Thursday, August 14, 2014

Pre 2014 Major Medical vs Post 2014 Major Medical

One of the reasons I got back into this industry is due to the major change going on in the Health Insurance industry.  Understanding the changes has proven quite a task, and with my background as an educator, I feel that I can assist people in a way that few other agents can.  You can request a link to my LinkedIn account by contacting me.

Prior to January 1, 2014, Major Medical plans had to conform to state guidelines.  It was an insurance company's job to provide the state insurance commissioner with the details of their plan.  Once approved, they could sell their insurance plan within that state.

This meant that across the country, health plans could vary greatly, even under the same carrier.  Generally though, insurance carriers would have a specific product and make them available in certain areas where they were competitive.   In each state across the county, the laws differ and one would find that the plans available are much different also.  Pennsylvania has a very different selection of health plans than Florida.

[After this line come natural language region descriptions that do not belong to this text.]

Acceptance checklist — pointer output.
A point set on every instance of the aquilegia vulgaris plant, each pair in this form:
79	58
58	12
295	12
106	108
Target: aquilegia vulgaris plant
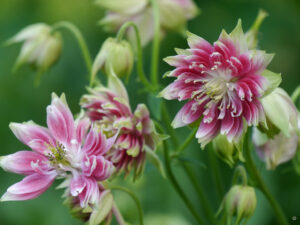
233	106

After January 1, 2014, Major Medical plans (that are considered ACA-compliant OR QHP - Qualified Health Plans) have to conform to BOTH state and federal guidelines.  The guidelines define 10 essential benefits that are required of ACA-compliant plans.  Some of these benefits may be subject to deductible/coinsurance amounts.

These essential health benefits include at least the following items and services:
  1. Outpatient care—the kind you get without being admitted to a hospital
  2. Trips to the emergency room
  3. Treatment in the hospital for inpatient care
  4. Care before and after your baby is born
  5. Mental health and substance use disorder services: This includes behavioral health treatment, counseling, and psychotherapy
  6. Your prescription drugs
  7. Services and devices to help you recover if you are injured, or have a disability or chronic condition. This includes physical and occupational therapy, speech-language pathology, psychiatric rehabilitation, and more.
  8. Your lab tests
  9. Preventive services including counseling, screenings, and vaccines to keep you healthy and care for managing a chronic disease.
  10. Pediatric services: This includes dental care and vision care for kids
Out of pocket maximums are also capped.  This includes deductibles (the amount you pay prior to the insurance company paying, except for copays in most cases) and coinsurance (the costs you share with the insurance company).  It also puts insurers on a much more even paying field as across the country plans are more similar and inclusive of benefits.

As we move forward, access to network providers will be the main difference in plans.  Again, if you are healthy you may not need to have access to the Mayo Clinic as an example.  If you do have some medical issues, you may need access to specific types of facilities.  The expansiveness of these networks also may be a factor in the premium calculation.